Maximum processing capabilities typically include:

• Rohr Durchmesser: up to 530-600mm
• Length: up to 12 meters (depending on machine configuration)
• Weight capacity: up to 1.5 tons for heavy-duty four-chuck systems

Materials that can be cut by tube laser cutter

Tube laser cutting machines are primarily designed for metal processing. Different materials respond differently to laser energy depending on absorption, reflectivity, and thermal conductivity.

• Kohlenstoffstahl is the most commonly cut tube material. It offers high laser absorption and fast cutting speeds, making it suitable for a wide range of industrial applications.
• Edelstahl is widely used for tube laser cutting and delivers clean, oxide-free edges when nitrogen assist gas is applied, especially for decorative or visible parts.
• Aluminum alloys can be cut efficiently with higher laser power and proper gas control.

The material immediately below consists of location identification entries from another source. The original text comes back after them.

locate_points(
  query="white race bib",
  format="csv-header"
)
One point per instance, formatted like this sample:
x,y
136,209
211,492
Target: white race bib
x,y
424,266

Due to their high reflectivity and thermal conductivity, stable optical protection is required.
• Copper and brass are more challenging materials because of their extremely high reflectivity. With modern high-power fiber lasers and anti-reflection systems, thin to medium wall thicknesses can be processed reliably.
• Galvanized steel tubes can be laser cut, but zinc vapor management and effective fume extraction are essential to protect both equipment and operators.
• Titanium alloys are typically used in high-value applications. Laser cutting is feasible when high-purity inert gas is applied to maintain edge quality and prevent oxidation.

The maximum thickness of tube can be cut

Tubes that cannot be cut

Not all tube materials are suitable for laser cutting. Some materials may cause serious safety hazards, equipment damage, or poor cutting quality.

Materials that should NOT be laser cut include:

• Toxic gas–releasing plastics
  Such as PVC, PTFE, and vinyl. These materials release corrosive or highly toxic gases during laser cutting, which can damage equipment and pose serious health risks.

• Highly flammable plastics and foams
  Materials like polystyrene foam and thick polycarbonate ignite easily and may cause uncontrolled burning.

• Fiber-reinforced composites
  Carbon fiber and fiberglass tubes release hazardous fumes and suffer from poor edge quality due to uneven laser absorption.

• Transparent materials
  Glass and clear acrylic do not absorb fiber laser energy effectively and cannot be cut.

• High-oil natural materials
  Oily wood tubes are extremely flammable and contaminate optical components.

Recommended alternatives include mechanical sawing, waterjet cutting, CO₂ lasers (for some plastics), or specialized composite cutting tools.

Important safety notes:

• PVC and chlorine-containing materials are the absolute “red line” in laser cutting. The hydrochloric acid produced corrodes machine rails, ball screws, precision lenses, and CNC systems, causing permanent damage
• ABS cutting releases hydrogen cyanide gas, threatening operator life even at low concentrations
• Verzinkter Stahl requires careful processing as zinc vapor can contaminate optics and pose respiratory hazards

Material thickness limitations:

Even suitable materials have practical limits:

• Thick copper/aluminum(>10mm) may exceed cutting capacity of lower-power systems
• Kohlenstoffstahl beyond 25-40mm requires ultra-high power lasers (10kW+)
• Rohr Durchmesser exceeding chuck capacity (typically >530-600mm) cannot be processed

Making the right investment:

Success with tube laser cutting requires matching machine capabilities to your specific material portfolio, geometric complexity, production volume, and automation requirements. Consult with equipment manufacturers to configure systems that align precisely with your application needs, ensuring optimal return on investment and long-term competitive advantage.